ROME (Reuters) – Centre-left candidates are seen winning most of the big cities at stake in Italian local elections, exit polls showed on Monday, with Rome’s incumbent mayor Virginia Raggi of the 5-Star Movement headed for near-certain defeat.
Italy’s four largest cities — Rome, Milan, Naples and Turin — and more than 1,000 smaller centres held mayoral elections on Sunday and Monday, with a run-off due in two-weeks’ time in cities where no candidate reaches 50%.
Centre-left candidates are seen winning without the need for a run-off in the financial capital Milan, Naples and Bologna, according to the exit poll by Opinio Italia, a consortium of pollsters, for state broadcaster RAI.
The centre-left was favourite to sweep up in most of the cities, but the exit poll points to larger-than-expected margins of victory.

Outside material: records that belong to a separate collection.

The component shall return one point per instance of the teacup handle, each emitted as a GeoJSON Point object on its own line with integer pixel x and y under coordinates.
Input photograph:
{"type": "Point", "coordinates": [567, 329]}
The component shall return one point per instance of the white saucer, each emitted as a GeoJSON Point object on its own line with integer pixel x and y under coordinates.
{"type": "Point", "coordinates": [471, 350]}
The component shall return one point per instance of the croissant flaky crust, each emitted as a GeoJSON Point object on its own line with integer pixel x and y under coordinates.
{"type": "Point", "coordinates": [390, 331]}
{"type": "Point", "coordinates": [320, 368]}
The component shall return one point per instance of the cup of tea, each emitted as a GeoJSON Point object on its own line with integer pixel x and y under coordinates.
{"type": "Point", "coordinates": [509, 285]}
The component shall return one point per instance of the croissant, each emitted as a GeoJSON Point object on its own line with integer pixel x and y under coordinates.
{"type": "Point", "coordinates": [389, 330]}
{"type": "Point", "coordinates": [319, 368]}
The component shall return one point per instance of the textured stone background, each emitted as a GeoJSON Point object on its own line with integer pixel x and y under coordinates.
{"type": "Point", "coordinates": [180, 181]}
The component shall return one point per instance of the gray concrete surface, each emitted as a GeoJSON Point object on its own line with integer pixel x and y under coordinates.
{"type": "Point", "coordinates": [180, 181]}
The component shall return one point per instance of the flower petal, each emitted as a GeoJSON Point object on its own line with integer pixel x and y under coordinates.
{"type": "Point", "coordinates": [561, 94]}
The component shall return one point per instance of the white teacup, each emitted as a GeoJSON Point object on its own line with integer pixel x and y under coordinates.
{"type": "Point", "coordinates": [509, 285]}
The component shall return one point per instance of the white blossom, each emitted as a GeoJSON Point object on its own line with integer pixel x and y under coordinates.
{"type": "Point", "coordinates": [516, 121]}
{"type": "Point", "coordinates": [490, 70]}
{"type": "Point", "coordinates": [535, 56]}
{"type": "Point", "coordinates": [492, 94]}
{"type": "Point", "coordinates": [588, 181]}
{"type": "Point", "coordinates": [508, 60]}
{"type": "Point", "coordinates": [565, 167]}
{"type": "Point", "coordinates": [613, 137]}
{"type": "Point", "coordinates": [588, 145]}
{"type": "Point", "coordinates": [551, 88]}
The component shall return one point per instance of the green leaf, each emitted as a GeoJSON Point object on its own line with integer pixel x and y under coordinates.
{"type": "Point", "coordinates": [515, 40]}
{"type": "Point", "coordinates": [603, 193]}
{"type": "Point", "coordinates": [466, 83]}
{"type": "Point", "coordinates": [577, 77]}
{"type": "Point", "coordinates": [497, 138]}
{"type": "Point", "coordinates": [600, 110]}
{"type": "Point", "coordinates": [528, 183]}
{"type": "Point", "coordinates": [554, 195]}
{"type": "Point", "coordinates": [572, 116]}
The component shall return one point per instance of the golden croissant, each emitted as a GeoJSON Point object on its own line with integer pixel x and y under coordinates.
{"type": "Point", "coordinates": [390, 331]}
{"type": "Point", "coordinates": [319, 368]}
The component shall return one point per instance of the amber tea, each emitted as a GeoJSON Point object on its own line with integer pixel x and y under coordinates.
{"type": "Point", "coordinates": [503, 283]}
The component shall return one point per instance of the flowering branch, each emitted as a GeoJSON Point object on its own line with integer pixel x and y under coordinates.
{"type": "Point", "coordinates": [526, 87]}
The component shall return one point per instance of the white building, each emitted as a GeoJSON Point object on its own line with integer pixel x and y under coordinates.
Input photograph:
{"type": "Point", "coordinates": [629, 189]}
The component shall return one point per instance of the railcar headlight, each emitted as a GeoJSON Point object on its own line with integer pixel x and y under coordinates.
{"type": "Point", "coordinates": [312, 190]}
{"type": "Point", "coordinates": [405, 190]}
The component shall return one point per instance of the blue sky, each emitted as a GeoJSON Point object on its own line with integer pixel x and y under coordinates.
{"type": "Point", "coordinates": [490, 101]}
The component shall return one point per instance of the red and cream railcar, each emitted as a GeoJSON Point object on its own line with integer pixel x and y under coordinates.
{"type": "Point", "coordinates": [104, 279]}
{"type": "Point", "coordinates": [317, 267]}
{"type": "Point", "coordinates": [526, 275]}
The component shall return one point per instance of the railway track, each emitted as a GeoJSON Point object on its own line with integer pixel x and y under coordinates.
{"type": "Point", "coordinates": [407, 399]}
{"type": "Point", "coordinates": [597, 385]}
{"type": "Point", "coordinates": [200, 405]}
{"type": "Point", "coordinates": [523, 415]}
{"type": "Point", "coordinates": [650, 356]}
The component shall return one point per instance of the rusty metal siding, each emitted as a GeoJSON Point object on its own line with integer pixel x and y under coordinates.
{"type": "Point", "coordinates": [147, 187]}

The outcome is a setback for Matteo Salvini and Giorgia Meloni, respective leaders of the rightist League and Brothers of Italy which dominate a conservative alliance that leads at national level, according to opinion polls.
However the rightist alliance, which includes Silvio Berlusconi’s Forza Italia, draws most of its support from small towns and villages.
Analysts say this makes it extremely risky to draw national conclusions from the mayoral elections.
Some 12 million Italians were eligible to vote out of an adult population of around 45 million.
Centre-left incumbent Giuseppe Sala was estimated to win 54-58% in Milan, ahead of the centre-right candidate on 32-36%, giving him control of city hall without the need for a run-off on Oct 17-18.
In Rome, the right’s Enrico Michetti was seen on 27-31% of the vote, virtually neck-and-neck with the centre-left’s Roberto Gualtieri, a former Economy Minister from the Democratic Party, on 26.5-30.5%.
However, Gualtieri is hot favourite to win the run off, when he is expected to take most of the votes of the candidates defeated in the first round, Raggi and Carlo Calenda, an independent centrist, who were paired on 16.5-20.5%.
In Naples the centre-left’s Gaetano Manfredi, a former minister backed by the PD and 5-Star, is seen winning easily in the first round, while in Turin the centre-left candidate has a clear lead but will probably need to go to the run-off.
In a consolation for the right, it was seen easily winning a regional election in southern Calabria.